Per quanto riguarda l’adeguatezza, basti questo dato: negli ultimi 18 anni (2008-2025) le pensioni medio-alte hanno perso il 30-35% del loro valore solo per i tagli aggiuntivi alla loro rivalutazione rispetto al taglio costante e consolidato, fin dal 2001, di cui alla legge 388/2000 (100% fino a 3 volte il minimo INPS; 90% tra 3 e 5 volte il minimo; 75% per i restanti importi oltre le 5 volte), taglio che ormai consideriamo permanente sull’altare della solidarietà. Di fronte a questi dati, ed alla realtà che vede per l’aspettativa di vita media degli ex lavoratori oggi in quiescenza un periodo di 20-25 anni, come può sostenere la Corte che le pensioni di maggiore importo hanno un margine di maggiore resistenza di fronte all’inflazione quando: i loro titolari non beneficiano del taglio del cuneo fiscale e di altre agevolazioni; subiscono un carico fiscale ben maggiore ( progressivo sul reddito); pagano presumibilmente maggiori bollette per luce,  gas e ticket vari, fanno più frequentemente acquisti di beni gravati da aliquote IVA al 22%, piuttosto che al 5 o 10% e, infine, vedono le loro pensioni peggio indicizzate in via ordinaria, quando non pesantemente falcidiate o non rivalutate del tutto?

Ma dove la Corte calpesta logica e buon senso e sfida il ridicolo è quando afferma:

  • che i diritti pensionistici, pur perequati in misura minore, sono tali “da non mutare la reale disponibilità economica e il potere d’acquisto del percettore”;
  • che il “raffreddamento” della rivalutazione, con il conseguente “trascinamento” permanente e crescente del danno, “ non ne muta la natura di misure di mero risparmio di spesa e non di decurtazione del patrimonio del soggetto passivo”. Evidentemente la Corte ignora il principio giuridico consolidato in materia di danni e risarcimenti secondo cui “chi è causa della causa” (deindicizzazione) “è causa del causato” (decurtazione del patrimonio);
  • che la inadeguata indicizzazione delle pensioni medio-alte non lede e mortifica la dignità delle professionalità più qualificate, già salvaguardata dalla liquidazione di maggiore importo!;
  • che delle perdite subite dalle pensioni di maggiore importo il legislatore potrà tener conto “nel calibrare la portata di eventuali successive misure incidenti sull’indicizzazione dei trattamenti pensionistici”. Quanto tale previsione sia realistica è dimostrato dalla successiva legge di bilancio (n.213/2023 per il 2024) dove, ferme tutte le altre percentuali, la rivalutazione delle pensioni oltre 10 volte il minimo INPS è ulteriormente scesa dal 32 al 22% dell’indice Istat!

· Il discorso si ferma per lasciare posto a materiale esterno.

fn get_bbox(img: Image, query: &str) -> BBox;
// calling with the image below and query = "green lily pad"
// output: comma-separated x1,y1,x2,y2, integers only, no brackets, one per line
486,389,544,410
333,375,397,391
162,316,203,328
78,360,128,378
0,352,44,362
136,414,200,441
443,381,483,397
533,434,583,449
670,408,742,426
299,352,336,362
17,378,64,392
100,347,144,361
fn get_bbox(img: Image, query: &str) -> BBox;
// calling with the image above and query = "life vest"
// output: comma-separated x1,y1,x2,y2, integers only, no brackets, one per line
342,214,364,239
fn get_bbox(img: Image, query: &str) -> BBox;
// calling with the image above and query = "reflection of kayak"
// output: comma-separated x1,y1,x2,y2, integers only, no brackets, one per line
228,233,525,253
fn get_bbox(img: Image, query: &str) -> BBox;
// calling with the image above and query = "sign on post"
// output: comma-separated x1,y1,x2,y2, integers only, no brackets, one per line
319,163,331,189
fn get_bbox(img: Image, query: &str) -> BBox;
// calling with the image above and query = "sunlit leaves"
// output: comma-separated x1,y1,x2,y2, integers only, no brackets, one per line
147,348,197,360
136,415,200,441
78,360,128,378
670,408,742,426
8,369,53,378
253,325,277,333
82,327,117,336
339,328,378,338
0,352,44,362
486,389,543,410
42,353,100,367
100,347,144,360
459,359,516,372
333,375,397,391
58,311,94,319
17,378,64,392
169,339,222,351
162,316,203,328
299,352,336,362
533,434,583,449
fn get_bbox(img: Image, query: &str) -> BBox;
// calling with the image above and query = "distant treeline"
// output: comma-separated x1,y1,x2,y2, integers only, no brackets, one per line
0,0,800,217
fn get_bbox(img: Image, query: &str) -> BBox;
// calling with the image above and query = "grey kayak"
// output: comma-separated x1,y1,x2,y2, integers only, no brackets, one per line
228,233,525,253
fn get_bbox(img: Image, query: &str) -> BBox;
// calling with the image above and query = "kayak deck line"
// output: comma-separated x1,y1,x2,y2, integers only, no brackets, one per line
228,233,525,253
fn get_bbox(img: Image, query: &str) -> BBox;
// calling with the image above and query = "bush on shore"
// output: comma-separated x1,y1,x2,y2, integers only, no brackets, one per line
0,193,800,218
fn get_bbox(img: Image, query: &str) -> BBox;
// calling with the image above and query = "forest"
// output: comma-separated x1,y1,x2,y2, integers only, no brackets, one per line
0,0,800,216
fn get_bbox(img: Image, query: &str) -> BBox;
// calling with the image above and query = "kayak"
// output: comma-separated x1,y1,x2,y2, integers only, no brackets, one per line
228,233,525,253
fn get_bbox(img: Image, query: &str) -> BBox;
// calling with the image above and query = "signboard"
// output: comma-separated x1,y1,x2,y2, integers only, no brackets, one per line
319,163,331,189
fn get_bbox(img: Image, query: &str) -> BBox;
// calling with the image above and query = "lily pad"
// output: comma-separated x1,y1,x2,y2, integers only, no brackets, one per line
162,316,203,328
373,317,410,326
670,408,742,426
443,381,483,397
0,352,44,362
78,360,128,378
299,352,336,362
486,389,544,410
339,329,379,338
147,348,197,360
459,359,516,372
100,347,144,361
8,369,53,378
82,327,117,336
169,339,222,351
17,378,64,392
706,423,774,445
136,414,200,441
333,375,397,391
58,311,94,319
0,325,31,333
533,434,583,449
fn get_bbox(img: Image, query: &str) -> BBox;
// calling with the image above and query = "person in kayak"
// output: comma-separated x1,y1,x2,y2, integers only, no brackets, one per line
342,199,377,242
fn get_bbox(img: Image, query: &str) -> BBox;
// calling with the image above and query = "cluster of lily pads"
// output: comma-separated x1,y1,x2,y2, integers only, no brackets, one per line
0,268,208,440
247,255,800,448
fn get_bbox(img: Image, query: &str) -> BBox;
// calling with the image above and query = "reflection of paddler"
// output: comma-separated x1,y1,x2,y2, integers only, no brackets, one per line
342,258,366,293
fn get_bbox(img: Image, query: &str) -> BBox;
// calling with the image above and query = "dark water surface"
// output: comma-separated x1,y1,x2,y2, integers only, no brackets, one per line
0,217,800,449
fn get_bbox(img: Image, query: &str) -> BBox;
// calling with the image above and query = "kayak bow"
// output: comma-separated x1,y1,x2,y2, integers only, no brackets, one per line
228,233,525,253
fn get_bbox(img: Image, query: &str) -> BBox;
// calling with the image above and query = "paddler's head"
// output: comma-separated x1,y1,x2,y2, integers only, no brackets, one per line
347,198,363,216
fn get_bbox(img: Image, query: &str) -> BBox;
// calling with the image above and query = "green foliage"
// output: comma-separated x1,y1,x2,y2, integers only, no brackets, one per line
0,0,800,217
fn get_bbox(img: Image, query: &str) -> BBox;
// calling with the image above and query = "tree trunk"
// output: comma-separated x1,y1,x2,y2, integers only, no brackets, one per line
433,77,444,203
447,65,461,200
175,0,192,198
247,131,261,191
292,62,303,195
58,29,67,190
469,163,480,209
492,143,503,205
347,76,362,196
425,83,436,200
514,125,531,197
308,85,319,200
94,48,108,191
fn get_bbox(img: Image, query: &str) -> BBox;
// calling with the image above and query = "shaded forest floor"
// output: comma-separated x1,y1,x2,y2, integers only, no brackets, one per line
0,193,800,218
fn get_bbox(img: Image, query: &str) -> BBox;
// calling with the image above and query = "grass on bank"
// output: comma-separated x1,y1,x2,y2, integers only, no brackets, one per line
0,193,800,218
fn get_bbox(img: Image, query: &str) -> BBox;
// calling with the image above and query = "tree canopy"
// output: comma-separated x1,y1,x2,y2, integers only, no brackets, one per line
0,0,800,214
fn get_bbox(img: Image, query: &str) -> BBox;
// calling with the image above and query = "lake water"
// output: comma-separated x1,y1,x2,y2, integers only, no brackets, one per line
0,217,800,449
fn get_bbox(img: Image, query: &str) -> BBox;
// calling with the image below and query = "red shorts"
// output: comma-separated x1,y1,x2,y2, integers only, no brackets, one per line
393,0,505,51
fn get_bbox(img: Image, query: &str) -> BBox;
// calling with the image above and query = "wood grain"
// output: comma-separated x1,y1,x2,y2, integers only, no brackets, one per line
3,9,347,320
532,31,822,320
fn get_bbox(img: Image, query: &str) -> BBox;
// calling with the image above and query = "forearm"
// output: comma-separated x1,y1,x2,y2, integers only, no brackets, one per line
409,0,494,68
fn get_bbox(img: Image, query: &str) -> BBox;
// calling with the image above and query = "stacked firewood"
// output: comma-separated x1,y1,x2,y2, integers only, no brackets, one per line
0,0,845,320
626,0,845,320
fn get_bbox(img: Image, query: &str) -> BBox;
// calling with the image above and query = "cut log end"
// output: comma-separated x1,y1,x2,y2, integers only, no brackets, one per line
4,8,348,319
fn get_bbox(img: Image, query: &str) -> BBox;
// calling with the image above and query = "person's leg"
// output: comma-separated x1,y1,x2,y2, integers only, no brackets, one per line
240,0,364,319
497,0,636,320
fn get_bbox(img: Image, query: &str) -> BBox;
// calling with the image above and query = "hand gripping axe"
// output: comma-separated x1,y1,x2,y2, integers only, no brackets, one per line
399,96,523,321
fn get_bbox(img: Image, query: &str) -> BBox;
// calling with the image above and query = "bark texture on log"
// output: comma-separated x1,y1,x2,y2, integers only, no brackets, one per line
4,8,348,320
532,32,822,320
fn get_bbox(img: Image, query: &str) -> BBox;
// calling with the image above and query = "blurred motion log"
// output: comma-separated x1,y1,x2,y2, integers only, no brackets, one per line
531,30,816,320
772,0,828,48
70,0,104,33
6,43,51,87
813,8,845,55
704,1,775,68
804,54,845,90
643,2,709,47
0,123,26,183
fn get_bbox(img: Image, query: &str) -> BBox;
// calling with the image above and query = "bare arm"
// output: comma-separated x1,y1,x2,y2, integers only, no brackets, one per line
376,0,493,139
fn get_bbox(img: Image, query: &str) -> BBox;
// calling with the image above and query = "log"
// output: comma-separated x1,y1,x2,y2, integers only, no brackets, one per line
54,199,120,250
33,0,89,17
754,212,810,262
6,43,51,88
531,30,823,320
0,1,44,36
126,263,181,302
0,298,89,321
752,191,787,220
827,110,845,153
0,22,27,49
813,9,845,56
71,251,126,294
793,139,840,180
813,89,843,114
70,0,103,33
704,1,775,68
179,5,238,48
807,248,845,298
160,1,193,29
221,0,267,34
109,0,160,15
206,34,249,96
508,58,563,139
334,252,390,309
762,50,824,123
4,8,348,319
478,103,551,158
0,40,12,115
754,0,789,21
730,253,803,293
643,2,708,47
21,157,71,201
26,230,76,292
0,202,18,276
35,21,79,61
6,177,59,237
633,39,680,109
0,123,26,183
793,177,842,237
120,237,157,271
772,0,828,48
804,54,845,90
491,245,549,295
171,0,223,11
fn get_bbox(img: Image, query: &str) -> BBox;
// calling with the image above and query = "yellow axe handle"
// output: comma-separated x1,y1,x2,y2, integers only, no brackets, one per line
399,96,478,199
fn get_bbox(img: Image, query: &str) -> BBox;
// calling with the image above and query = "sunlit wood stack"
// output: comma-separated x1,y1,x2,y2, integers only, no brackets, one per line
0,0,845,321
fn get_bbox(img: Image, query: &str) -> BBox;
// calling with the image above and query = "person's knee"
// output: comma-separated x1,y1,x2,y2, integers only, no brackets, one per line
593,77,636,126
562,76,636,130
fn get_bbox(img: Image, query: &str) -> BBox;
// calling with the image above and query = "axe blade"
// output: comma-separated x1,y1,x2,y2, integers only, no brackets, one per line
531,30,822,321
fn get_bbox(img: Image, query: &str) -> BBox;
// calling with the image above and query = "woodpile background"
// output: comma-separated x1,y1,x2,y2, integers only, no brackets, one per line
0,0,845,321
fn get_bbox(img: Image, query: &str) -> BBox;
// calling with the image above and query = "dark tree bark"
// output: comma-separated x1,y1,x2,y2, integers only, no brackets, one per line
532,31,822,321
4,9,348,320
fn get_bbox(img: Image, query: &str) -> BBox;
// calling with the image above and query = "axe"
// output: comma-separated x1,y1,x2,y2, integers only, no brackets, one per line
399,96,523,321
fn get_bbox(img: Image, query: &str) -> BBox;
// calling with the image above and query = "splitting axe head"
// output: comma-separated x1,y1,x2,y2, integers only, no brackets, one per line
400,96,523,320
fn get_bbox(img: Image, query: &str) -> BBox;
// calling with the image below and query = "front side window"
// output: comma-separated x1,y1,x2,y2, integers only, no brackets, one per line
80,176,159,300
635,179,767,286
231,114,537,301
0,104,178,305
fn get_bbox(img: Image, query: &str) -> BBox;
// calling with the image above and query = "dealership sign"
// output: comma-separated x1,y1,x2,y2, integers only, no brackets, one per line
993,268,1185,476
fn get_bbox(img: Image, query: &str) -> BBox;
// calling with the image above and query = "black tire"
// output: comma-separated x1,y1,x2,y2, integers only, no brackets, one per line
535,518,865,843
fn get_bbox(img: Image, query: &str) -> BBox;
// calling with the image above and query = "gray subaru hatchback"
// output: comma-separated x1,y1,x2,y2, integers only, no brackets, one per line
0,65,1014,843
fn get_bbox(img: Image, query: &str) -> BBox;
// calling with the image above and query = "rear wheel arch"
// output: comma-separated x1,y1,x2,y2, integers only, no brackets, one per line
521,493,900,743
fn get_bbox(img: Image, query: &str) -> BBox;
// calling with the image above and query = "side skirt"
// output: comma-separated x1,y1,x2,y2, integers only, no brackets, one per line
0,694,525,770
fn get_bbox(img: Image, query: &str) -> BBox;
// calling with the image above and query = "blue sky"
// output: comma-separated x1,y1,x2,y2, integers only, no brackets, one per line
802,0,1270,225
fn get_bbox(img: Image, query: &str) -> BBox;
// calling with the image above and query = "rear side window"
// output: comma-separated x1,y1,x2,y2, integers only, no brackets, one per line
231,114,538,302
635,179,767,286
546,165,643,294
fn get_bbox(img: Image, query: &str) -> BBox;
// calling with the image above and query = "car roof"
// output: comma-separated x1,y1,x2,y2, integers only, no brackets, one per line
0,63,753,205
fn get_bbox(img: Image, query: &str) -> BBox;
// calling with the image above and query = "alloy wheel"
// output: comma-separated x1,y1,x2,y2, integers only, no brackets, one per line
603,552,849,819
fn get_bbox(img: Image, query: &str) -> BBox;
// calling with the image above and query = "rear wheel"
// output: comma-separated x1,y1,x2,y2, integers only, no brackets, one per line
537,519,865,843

Quanto sopra premesso e considerato, riteniamo la Sentenza in esame sconcertante e scandalosa, vero insulto e provocazione nei confronti del ceto medio vero, quello che studia, lavora, paga tasse e contributi, non evade ma viene continuamente tartassato, ultimamente anche attraverso  il mancato alleggerimento promesso dell’aliquota intermedia IRPEF ed il tetto imposto alle detrazioni fiscali , pur legittime e documentate.

Riteniamo che le ragioni di una Sentenza così deludente risiedano in una serie di cause: la Consulta è diventata da tempo un Organismo politico-partitico (come dimostrato anche dal triste spettacolo della nomina dei 4 Giudici mancanti), tutti schierati da una Parte, addirittura tifosi di quella; non più un Organismo “terzo”, equidistante tra chi fa le leggi e chi le applica o le subisce, che “pende sempre” dalla parte di chi governa, di qualsiasi colore sia; più attento ad interpretare la Carta secondo il proprio intendimento politico che seguendo lettera e spirito del testo vigente. E quindi non c’è più argine ad una legislazione scadente come mai.

Al confronto delle conclusioni esaminate dell’Organo collegiale, giganteggia l’impegno individuale e la passione nel difendere principi e valori della nostra Costituzione espressi, nella Ordinanza 33/2024 della Corte dei Conti della Toscana, dalla Dott.sa Khelena Nikifarava. Brava!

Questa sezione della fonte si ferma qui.